Le vice-président élu, l’actuel sénateur de l’Ohio J.D. Vance, soutenu par le milliardaire Peter Thiel, est constitutionnellement le prochain candidat à la présidence, mais ni Musk ni Vance n’ont le soutien populaire de Trump, ce qui ne permet pas de savoir qui prendra la tête du parti si une telle prise de pouvoir s’avère nécessaire. On ne sait pas non plus si l’un ou l’autre est en mesure de rallier les partisans de Trump.

Ce qui est clair, c’est que ni l’un ni l’autre n’a beaucoup d’expérience dans des fonctions électives. M. Vance a été élu sénateur il y a tout juste deux ans, et M. Musk vient du monde des affaires.

Un autre problème majeur se pose également pour le parti : Trump a remporté l’élection en partie en promettant tout à tout le monde, mais les politiques actuelles du parti MAGA sont impopulaires, même auprès de nombreux électeurs républicains.

Notamment, M. Trump a déclaré qu’il nommerait M. Musk à la tête d’une nouvelle commission sur l’efficacité du gouvernement, et M. Musk a promis de réduire « d’au moins 2 000 milliards de dollars » le budget fédéral. De telles coupes décimeraient les services gouvernementaux, notamment les programmes alimentaires, la sécurité sociale, Medicare et Medicaid. Les programmes de nutrition complémentaire bénéficient de manière disproportionnée aux zones rurales, et la sécurité sociale, Medicare et Medicaid sont beaucoup plus utilisés dans les comtés qui soutiennent Trump que dans ceux qui ne le soutiennent pas.

La quadrature du cercle sera difficile à réaliser.

Il en va de même pour la promesse de Trump de réduire les coûts pour les consommateurs tout en imposant des droits de douane de 10 à 20 % sur toutes les importations étrangères et de 60 % sur les importations en provenance de Chine.

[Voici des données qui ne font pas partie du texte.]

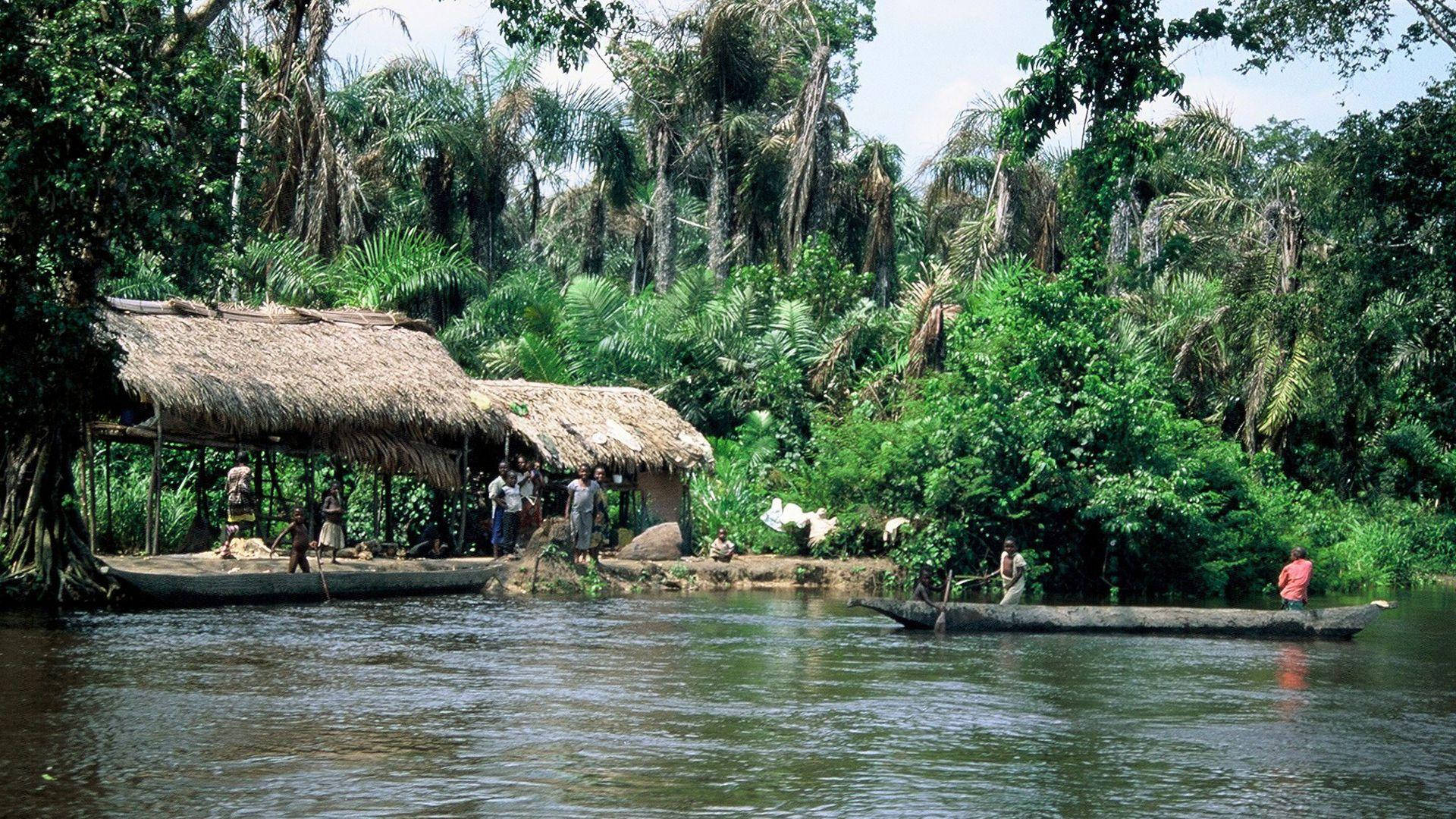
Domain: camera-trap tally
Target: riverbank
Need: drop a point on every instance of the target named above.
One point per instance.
(613, 576)
(523, 575)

Les droits de douane sont supportés par les consommateurs et, par définition, ils font grimper les prix. Ces deux promesses ne sont pas conciliables.

Trump a promis des déportations massives, et une grande partie de sa base les soutient ardemment. Le Comité national républicain a même fait fabriquer des panneaux portant l’inscription « MASS DEPORTATION NOW » que les participants pouvaient brandir lors de la convention du parti.

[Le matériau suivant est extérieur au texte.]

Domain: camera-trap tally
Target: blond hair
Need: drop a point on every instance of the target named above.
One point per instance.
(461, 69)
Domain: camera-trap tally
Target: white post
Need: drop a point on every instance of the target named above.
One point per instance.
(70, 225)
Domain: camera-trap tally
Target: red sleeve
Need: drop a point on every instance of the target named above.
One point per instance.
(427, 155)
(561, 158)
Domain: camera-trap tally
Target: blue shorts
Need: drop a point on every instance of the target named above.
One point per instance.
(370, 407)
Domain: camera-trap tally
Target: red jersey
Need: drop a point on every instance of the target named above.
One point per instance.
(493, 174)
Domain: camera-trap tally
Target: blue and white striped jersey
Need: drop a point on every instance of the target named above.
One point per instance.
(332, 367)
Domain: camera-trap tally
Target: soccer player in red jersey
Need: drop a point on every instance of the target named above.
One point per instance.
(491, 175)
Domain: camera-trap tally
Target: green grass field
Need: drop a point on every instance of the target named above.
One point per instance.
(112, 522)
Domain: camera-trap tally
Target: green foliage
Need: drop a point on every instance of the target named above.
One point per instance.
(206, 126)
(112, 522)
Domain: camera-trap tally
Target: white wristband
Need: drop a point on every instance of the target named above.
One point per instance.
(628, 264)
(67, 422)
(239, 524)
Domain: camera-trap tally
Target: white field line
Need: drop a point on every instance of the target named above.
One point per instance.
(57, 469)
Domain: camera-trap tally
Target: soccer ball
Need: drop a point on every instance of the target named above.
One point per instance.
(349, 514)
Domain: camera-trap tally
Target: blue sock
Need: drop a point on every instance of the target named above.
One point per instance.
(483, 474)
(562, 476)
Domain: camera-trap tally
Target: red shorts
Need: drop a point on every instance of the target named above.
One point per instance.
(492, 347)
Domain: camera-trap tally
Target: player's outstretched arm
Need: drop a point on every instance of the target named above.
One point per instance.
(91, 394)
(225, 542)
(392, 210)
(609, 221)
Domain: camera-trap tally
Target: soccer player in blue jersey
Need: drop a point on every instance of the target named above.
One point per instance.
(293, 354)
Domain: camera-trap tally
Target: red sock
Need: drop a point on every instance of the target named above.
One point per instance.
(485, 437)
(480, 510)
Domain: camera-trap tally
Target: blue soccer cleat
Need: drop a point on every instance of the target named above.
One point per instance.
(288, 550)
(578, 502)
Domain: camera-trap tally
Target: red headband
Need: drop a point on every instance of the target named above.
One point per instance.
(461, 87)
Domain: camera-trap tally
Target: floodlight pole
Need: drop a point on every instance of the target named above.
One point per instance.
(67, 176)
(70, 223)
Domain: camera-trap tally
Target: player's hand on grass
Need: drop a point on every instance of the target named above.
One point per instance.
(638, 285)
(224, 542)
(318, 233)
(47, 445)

Priscilla Alvarez et Alayna Treene de CNN ont rapporté aujourd’hui que les alliés de Trump se sont préparés à des détentions massives et à des déportations d’immigrants sans papiers, et que les prix des actions des sociétés de prisons privées GEO Group et CoreCivic ont grimpé en flèche depuis l’élection de Trump. Steven T. Dennis de Bloomberg a rapporté que lors d’une conférence téléphonique sur les résultats aujourd’hui, le directeur général de GEO, Brian Evans, a déclaré aux investisseurs que le remplissage des lits actuellement vides pourrait rapporter 400 millions de dollars par an et que l’entreprise peut augmenter ses programmes actuels de surveillance, de contrôle et de transport pour gérer des millions d’immigrants. « Il s’agit pour nous d’une opportunité sans précédent », a-t-il déclaré.
Mais déporter jusqu’à 20 millions de personnes sera un cauchemar logistique et devrait coûter entre 88 et 315 milliards de dollars par an. Par ailleurs, une grande partie de l’économie américaine dépend des immigrants sans papiers, et les hommes d’affaires républicains ne manqueront pas de s’opposer à la perte de leurs travailleurs.

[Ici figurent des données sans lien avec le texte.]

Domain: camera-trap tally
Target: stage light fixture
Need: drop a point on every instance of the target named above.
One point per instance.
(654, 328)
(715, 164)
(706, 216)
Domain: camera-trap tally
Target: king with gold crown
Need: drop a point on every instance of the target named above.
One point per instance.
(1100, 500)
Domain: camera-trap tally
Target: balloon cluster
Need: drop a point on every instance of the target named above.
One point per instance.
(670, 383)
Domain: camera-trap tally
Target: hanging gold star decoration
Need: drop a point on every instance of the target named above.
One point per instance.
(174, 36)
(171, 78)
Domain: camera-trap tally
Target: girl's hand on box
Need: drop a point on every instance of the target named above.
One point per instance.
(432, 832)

Tom Homan, qui a été directeur par intérim du service de l’immigration et des douanes sous le premier mandat de M. Trump, s’est distancié de certains des extrêmes de la politique d’immigration de M. Trump lorsqu’il a déclaré à la chaîne CBS le mois dernier : « Il ne s’agira pas d’un balayage massif des quartiers. Il ne s’agit pas de construire des camps de concentration. J’ai tout lu. C’est ridicule…. Il s’agira d’arrestations ciblées. Nous saurons qui nous allons arrêter, où nous avons le plus de chances de les trouver sur la base de nombreux processus d’enquête ».
Pendant ce temps, les législateurs démocrates de l’État se préparent depuis plus d’un an à une éventuelle administration Trump, et certains font savoir publiquement qu’ils ne coopéreront pas avec les politiques extrêmes de l’administration Trump.
M. Trump a promis de lancer son plan de déportation massive à Aurora, dans le Colorado, où il a affirmé – contrairement aux déclarations des responsables républicains locaux – que des gangs vénézuéliens avaient pris le contrôle de la ville. Aurora est une banlieue de Denver, et hier, le maire de Denver, Mike Johnston, a déclaré à un journaliste qu’il ne coopérerait pas avec des demandes « immorales, contraires à l’éthique ou injustes ».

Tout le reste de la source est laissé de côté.